This work addresses the theoretical challenge of simultaneously guaranteeing predictive risk and fairness constraints within traditional PAC generalization bounds. We propose the first PAC-Bayesian framework for fairness-aware generalization analysis, applicable to both randomized and deterministic classifiers, and compatible with a broad class of fairness metrics expressible as risk differences. By jointly optimizing the generalization bounds on both prediction error and fairness violation, our approach enables self-bounded learning. Empirical evaluations across three canonical fairness metrics demonstrate the effectiveness and tightness of the derived bounds. Notably, this study extends PAC-Bayes theory to the analysis of fairness in deterministic classifiers, thereby establishing the first theoretical foundation for this setting and filling a critical gap in the existing literature.

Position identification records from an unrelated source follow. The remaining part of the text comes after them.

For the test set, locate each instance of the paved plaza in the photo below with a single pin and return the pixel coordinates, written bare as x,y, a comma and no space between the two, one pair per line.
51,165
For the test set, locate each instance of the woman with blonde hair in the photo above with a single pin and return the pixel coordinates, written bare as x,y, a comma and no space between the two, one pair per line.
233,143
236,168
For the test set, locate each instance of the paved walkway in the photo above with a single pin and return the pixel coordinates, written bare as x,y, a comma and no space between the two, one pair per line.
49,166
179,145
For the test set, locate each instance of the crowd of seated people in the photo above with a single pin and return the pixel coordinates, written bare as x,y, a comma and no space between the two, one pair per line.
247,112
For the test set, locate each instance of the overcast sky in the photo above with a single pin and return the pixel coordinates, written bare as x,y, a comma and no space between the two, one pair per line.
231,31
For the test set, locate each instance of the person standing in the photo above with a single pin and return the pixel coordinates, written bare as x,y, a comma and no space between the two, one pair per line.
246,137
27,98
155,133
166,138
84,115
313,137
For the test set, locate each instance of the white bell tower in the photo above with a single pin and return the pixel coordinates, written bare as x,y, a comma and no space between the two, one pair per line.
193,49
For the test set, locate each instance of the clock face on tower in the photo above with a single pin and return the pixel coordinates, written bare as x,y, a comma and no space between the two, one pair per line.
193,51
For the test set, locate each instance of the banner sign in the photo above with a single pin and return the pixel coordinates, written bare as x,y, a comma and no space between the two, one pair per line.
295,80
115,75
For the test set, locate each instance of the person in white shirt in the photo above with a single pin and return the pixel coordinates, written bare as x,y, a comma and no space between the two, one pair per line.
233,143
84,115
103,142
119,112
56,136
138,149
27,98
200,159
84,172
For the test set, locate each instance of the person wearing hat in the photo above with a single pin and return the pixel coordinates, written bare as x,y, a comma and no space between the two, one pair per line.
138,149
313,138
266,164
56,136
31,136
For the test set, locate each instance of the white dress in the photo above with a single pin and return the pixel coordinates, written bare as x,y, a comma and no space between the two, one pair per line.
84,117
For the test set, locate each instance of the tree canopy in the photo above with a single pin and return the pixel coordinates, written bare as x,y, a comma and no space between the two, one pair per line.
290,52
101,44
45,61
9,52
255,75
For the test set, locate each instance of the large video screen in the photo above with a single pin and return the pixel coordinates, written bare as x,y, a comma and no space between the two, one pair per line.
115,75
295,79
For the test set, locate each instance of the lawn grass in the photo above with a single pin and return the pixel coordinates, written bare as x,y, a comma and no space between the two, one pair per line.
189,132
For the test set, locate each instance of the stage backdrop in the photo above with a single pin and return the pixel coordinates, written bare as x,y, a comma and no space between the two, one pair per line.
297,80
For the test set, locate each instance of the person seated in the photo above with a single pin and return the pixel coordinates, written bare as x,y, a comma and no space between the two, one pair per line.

Classical PAC generalization bounds on the prediction risk of a classifier are insufficient to provide theoretical guarantees on fairness when the goal is to learn models balancing predictive risk and fairness constraints. We propose a PAC-Bayesian framework for deriving generalization bounds for fairness, covering both stochastic and deterministic classifiers. For stochastic classifiers, we derive a fairness bound using standard PAC-Bayes techniques. Whereas for deterministic classifiers, as usual PAC-Bayes arguments do not apply directly, we leverage a recent advance in PAC-Bayes to extend the fairness bound beyond the stochastic setting. Our framework has two advantages: (i) It applies to a broad class of fairness measures that can be expressed as a risk discrepancy, and (ii) it leads to a self-bounding algorithm in which the learning procedure directly optimizes a trade-off between generalization bounds on the prediction risk and on the fairness. We empirically evaluate our framework with three classical fairness measures, demonstrating not only its usefulness but also the tightness of our bounds.